Innovation : des décorations lumineuses de Noël qui n’éclairent pas, pour faire des économies d’énergie

ECOLOGIE / INNOVATION – L’entreprise “A-Luminaire” propose une innovation intéressante pour toutes les communes désireuses de s’offrir des décorations lumineuses de Noël écologiques : les illuminations qui n’éclairent pas !

Des illuminations qui n’éclairent pas : l’invention écologique et économique révolutionnaire d’une société iséroise !

Il fallait y penser et c’est une entreprise française qui l’a fait, avec brio !

La société iséroise “A-Luminaire” a développé un concept de décorations de Noël lumineuses écologiques : des illuminations de Noël qui n’éclairent pas :

La pollution lumineuse et le gaspillage énergétique sont très importants, tout particulièrement à la période des fêtes de fin d’année à cause des décorations lumineuses de Noël.

Alors, avec mon équipe recherche et développement, on a pensé à une solution pour remédier à ce problème : développer des décorations lumineuses qui n’éclairent pas ! Ainsi, pas de pollution lumineuse le soir et surtout, aucune facture énergétique à cause de ces décorations ! C’est gagnant sur toute la ligne : économiquement et écologiquement.

Claire Hage, directrice de la société iséroise A-Luminaire

Concrètement, la société crée des décorations lumineuses mais dont les ampoules ne sont reliées à aucun câble électrique, de sorte qu’elles ne peuvent éclairer.

Seul petit hic : ces décorations coûtent 50 à 70% plus chers que des décorations lumineuses traditionnelles :

Il est vrai que le coût d’achat de +50% à +70% peut être rebutant.
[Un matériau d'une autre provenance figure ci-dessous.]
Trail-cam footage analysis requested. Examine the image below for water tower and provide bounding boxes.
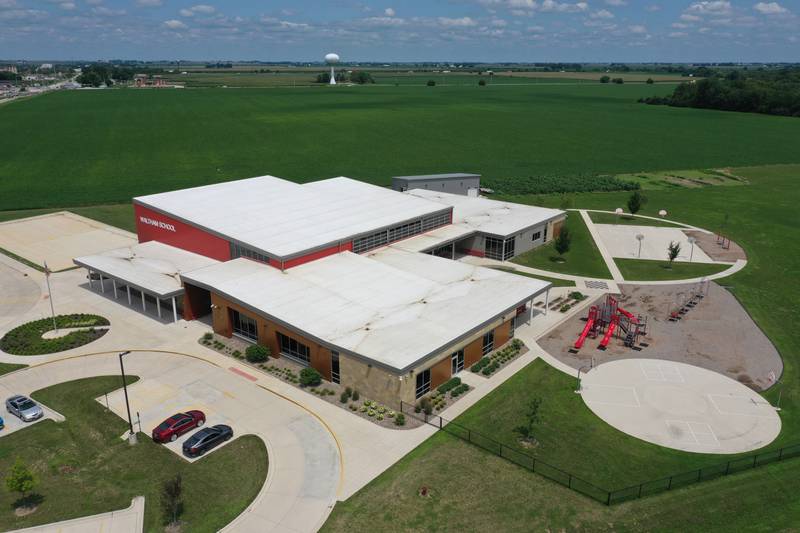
[325,53,339,85]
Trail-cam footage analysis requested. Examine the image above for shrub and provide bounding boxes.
[244,344,270,363]
[300,367,322,387]
[436,376,462,394]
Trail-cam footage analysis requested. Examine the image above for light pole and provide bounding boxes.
[688,237,697,263]
[119,350,136,445]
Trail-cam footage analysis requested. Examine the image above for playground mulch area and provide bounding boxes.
[537,282,783,391]
[683,230,747,262]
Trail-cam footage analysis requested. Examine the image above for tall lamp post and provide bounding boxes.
[687,237,697,263]
[636,233,644,259]
[119,350,136,445]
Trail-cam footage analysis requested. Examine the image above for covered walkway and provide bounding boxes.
[73,241,218,322]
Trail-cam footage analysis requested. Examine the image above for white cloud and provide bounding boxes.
[589,9,614,19]
[437,17,478,28]
[686,0,732,15]
[164,19,187,30]
[753,2,789,15]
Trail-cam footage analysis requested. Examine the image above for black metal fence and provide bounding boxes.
[400,402,800,505]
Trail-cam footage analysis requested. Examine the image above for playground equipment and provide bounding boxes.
[574,295,647,350]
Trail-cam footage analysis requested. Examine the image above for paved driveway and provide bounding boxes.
[0,352,340,532]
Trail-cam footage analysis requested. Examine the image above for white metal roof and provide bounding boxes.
[391,224,475,252]
[405,189,564,236]
[135,176,445,258]
[73,241,219,298]
[182,247,550,372]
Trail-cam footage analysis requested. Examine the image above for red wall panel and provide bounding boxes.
[133,204,231,261]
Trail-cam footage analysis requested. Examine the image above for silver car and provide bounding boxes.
[6,394,44,422]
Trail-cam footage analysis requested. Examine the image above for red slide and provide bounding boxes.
[600,320,617,348]
[617,307,639,324]
[575,317,594,350]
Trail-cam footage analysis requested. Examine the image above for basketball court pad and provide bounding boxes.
[581,359,781,454]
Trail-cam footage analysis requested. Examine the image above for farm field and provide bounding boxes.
[0,376,267,532]
[326,165,800,531]
[0,84,800,210]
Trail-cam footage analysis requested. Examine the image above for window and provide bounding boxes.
[230,242,269,263]
[331,350,340,383]
[278,332,311,365]
[450,350,464,375]
[416,368,431,398]
[483,330,494,355]
[231,309,258,342]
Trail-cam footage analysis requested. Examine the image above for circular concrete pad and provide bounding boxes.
[581,359,781,453]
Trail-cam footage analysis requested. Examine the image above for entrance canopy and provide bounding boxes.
[73,241,219,299]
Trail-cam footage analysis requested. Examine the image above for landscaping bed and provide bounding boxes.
[0,314,110,355]
[469,339,528,378]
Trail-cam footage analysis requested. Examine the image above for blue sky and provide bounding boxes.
[0,0,800,62]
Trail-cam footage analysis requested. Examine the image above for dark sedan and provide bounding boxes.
[183,424,233,457]
[152,411,206,442]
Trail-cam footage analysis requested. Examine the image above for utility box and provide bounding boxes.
[392,172,481,197]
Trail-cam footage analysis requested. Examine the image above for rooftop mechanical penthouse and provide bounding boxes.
[74,176,565,405]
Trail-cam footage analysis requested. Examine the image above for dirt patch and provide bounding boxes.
[537,282,783,391]
[684,230,747,262]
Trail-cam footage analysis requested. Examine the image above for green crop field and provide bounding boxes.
[0,83,800,210]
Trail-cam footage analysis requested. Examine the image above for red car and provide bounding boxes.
[153,411,206,442]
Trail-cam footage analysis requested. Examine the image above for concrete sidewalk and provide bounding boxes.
[14,496,144,533]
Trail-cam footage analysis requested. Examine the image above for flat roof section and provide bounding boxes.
[182,247,550,373]
[404,189,565,237]
[390,224,476,252]
[134,176,449,259]
[392,176,481,181]
[73,241,219,298]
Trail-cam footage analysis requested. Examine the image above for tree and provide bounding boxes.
[161,474,183,525]
[514,398,542,442]
[628,191,647,215]
[555,228,572,256]
[6,457,37,499]
[667,241,681,268]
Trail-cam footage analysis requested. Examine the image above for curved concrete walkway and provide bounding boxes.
[0,351,341,532]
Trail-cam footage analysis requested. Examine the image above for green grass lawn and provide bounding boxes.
[589,211,680,228]
[0,203,136,233]
[511,211,611,279]
[614,259,730,281]
[0,376,267,532]
[0,83,800,210]
[0,363,28,376]
[322,432,800,533]
[492,267,575,287]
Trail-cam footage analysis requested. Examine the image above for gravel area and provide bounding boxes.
[537,282,783,391]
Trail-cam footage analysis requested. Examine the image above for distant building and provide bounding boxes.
[392,173,481,196]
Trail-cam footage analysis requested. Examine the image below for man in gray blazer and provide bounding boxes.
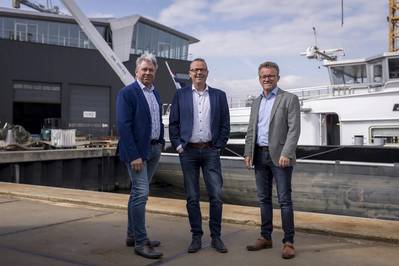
[245,62,301,259]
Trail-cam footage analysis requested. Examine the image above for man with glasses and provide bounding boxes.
[169,58,230,253]
[245,62,300,259]
[116,53,165,259]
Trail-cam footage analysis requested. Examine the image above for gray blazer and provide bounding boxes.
[244,88,301,166]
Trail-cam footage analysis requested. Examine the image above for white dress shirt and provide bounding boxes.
[137,80,161,140]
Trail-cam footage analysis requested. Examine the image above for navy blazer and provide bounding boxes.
[169,86,230,149]
[116,81,165,163]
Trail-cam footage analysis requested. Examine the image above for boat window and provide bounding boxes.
[370,126,399,144]
[388,58,399,79]
[373,64,382,82]
[331,64,367,84]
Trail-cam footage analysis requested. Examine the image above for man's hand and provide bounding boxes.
[278,155,290,167]
[130,158,144,172]
[244,156,252,169]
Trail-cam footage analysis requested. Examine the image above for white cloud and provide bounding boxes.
[160,0,388,102]
[158,0,208,26]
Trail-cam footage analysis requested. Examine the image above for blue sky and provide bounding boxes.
[0,0,388,105]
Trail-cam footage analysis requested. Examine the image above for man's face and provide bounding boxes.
[136,61,155,87]
[190,61,208,84]
[259,67,280,92]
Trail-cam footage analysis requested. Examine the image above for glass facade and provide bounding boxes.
[130,22,188,60]
[0,16,105,49]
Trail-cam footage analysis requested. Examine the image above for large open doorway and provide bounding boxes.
[13,102,61,134]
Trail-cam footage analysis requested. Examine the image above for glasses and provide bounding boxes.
[190,68,208,73]
[260,75,277,79]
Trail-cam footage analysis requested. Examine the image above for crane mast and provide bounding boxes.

Mais cela est amorti en seulement 2 ans de facture d’électricité. Si nos prix sont plus élevés, c’est en raison du coût de la recherche-développement. Mais si ça marche, nos prix s’aligneront progressivement à ceux de décorations lumineuses traditionnelles.

Alors, pour toutes les communes désireuses d’acheter des décorations lumineuses de Noël écologiques, c’est-à-dire qui n’éclairent pas, tournez-vous vers cette société française en plein développement ! En 2019, leur chiffre d’affaire a augmenté de près de 150% !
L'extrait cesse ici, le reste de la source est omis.